D’estate gli amici di Roberto si rifugiano qui a discutere animatamente tra le canoe colorate appoggiate agli alberi. Ora che le temperature superano di rado lo zero, salgono a bordo e per ore mescolano mazzi di carte attorno alla stufa. Il martedì e il venerdì sera c’è l’appuntamento fisso: scopa d’assi. «Ci sentono urlare persino in centro città quando qualcuno butta una carta sbagliata». Roberto, diventato in questi anni un punto di riferimento per tutti i frequentatori del fiume, è perennemente in allerta; dietro quelle vetrate in cui si specchia l’acqua controlla chi va e chi viene. La zona è al sicuro, e non è cosa da poco considerata la raffica di furti di barche e motori. Chi non rispetta la natura e le regole del vivere civile deve fare i conti con il suo sguardo severo e coloriti rimproveri.

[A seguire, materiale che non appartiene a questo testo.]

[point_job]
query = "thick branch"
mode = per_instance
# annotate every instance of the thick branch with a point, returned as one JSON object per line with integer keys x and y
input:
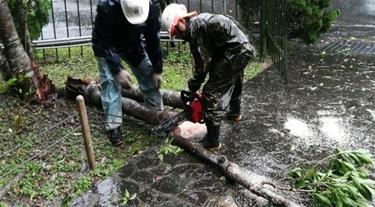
{"x": 91, "y": 92}
{"x": 170, "y": 98}
{"x": 251, "y": 181}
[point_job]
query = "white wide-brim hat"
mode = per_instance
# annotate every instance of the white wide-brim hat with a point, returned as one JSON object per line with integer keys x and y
{"x": 135, "y": 11}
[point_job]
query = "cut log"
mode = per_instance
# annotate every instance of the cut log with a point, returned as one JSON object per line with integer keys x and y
{"x": 183, "y": 137}
{"x": 170, "y": 98}
{"x": 254, "y": 183}
{"x": 91, "y": 93}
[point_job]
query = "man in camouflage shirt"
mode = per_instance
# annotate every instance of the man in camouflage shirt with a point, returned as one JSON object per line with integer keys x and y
{"x": 219, "y": 48}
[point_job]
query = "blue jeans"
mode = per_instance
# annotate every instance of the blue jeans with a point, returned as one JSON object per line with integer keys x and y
{"x": 111, "y": 91}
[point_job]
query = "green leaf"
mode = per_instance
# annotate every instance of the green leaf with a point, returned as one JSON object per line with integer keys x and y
{"x": 132, "y": 197}
{"x": 322, "y": 199}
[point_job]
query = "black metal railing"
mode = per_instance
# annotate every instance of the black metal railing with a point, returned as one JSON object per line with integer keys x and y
{"x": 71, "y": 21}
{"x": 273, "y": 41}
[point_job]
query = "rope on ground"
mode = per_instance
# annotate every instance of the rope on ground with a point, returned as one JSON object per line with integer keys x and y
{"x": 5, "y": 154}
{"x": 42, "y": 153}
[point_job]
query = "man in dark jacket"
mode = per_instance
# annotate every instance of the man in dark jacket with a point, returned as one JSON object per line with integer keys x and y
{"x": 219, "y": 48}
{"x": 127, "y": 30}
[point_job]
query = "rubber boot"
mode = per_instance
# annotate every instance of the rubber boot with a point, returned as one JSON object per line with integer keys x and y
{"x": 234, "y": 113}
{"x": 211, "y": 141}
{"x": 115, "y": 136}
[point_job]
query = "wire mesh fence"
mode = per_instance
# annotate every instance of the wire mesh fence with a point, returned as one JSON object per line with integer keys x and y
{"x": 274, "y": 21}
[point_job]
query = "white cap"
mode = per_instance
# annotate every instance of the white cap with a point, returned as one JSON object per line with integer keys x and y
{"x": 170, "y": 12}
{"x": 135, "y": 11}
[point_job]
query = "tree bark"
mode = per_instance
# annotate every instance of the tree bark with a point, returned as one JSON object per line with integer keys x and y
{"x": 254, "y": 183}
{"x": 170, "y": 98}
{"x": 24, "y": 31}
{"x": 18, "y": 59}
{"x": 91, "y": 93}
{"x": 4, "y": 67}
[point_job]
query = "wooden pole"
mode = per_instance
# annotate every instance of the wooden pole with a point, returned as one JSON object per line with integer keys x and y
{"x": 86, "y": 131}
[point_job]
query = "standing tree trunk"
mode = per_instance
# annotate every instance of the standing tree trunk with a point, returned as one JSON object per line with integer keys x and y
{"x": 4, "y": 67}
{"x": 24, "y": 31}
{"x": 16, "y": 56}
{"x": 18, "y": 60}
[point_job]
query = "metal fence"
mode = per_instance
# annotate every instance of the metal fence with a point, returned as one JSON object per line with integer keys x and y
{"x": 274, "y": 18}
{"x": 70, "y": 21}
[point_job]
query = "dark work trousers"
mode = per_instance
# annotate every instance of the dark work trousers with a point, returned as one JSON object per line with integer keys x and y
{"x": 224, "y": 86}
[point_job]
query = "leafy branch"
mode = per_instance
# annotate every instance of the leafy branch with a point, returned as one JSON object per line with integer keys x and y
{"x": 344, "y": 181}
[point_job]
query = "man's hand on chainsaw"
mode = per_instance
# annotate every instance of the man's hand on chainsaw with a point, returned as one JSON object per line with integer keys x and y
{"x": 124, "y": 78}
{"x": 193, "y": 106}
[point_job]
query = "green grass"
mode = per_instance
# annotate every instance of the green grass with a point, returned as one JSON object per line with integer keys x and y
{"x": 60, "y": 172}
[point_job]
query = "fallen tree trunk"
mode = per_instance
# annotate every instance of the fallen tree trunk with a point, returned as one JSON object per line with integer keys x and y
{"x": 170, "y": 98}
{"x": 254, "y": 183}
{"x": 183, "y": 138}
{"x": 91, "y": 93}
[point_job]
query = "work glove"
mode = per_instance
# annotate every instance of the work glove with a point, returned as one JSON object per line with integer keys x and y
{"x": 123, "y": 77}
{"x": 157, "y": 78}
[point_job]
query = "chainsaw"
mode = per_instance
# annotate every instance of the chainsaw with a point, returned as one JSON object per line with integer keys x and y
{"x": 193, "y": 111}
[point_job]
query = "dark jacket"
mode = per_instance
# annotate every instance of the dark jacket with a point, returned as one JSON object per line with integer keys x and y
{"x": 113, "y": 36}
{"x": 212, "y": 37}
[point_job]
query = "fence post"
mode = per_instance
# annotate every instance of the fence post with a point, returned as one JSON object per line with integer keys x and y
{"x": 86, "y": 131}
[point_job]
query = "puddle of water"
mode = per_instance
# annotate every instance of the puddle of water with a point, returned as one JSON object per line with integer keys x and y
{"x": 372, "y": 112}
{"x": 298, "y": 128}
{"x": 334, "y": 130}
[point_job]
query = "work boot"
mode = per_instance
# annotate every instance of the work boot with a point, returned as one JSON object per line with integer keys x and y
{"x": 234, "y": 113}
{"x": 235, "y": 117}
{"x": 211, "y": 140}
{"x": 115, "y": 136}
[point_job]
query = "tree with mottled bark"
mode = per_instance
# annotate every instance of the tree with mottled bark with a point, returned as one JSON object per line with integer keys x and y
{"x": 16, "y": 63}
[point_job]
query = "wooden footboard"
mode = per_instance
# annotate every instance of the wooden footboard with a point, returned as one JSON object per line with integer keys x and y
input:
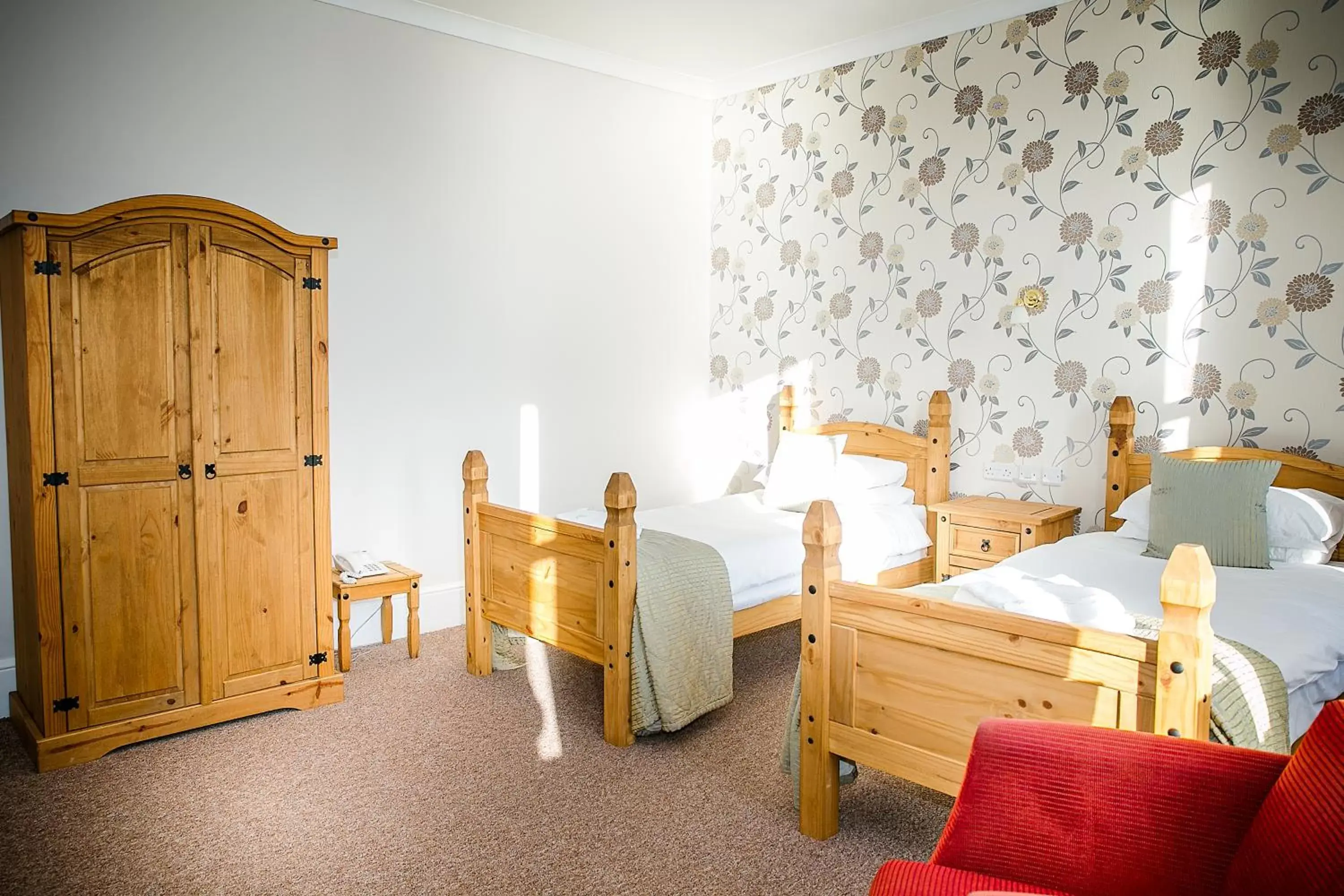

Una vita semplice fatta di concretezza: «Amo il vivere lento ed autentico. Non voglio essere spettatore delle giornate che passano. I ritmi frenetici li lascio ai giovani che però, così facendo, rischiano di non godersi più nulla. Al mattino prendo la mia lancia e vado a far legna in alveo, poi torno, preparo il pranzo e attendo che mia moglie scenda da me. Nel pomeriggio faccio lunghi giri per controllare che tutto sia a posto: i cinghiali e le cornacchie stanno provocando grossi danni qui attorno. Il mercoledì, invece, è dedicato a mio nipote che viene a scroccarmi la colazione e poi si mette a studiare approfittando di questa quiete».
Roberto, all’apparenza schivo e solitario, non è solo: ha una consorte che abita in una casa «vera» di mattoni, porte e finestre; due figli ed un nipote. La sua famiglia lo lascia fare. Cambiarlo sarebbe una partita persa, ormai. «In casa con mia moglie ci sono molte più comodità, ma lo spettacolo dalla mia tana galleggiante è impagabile: vedo il mutare delle stagioni, il paesaggio che cambia forma e colore. E poi non ho intenzione di andarmene proprio adesso: l’acqua, in 33 anni che vivo qui, non è mai stata così limpida».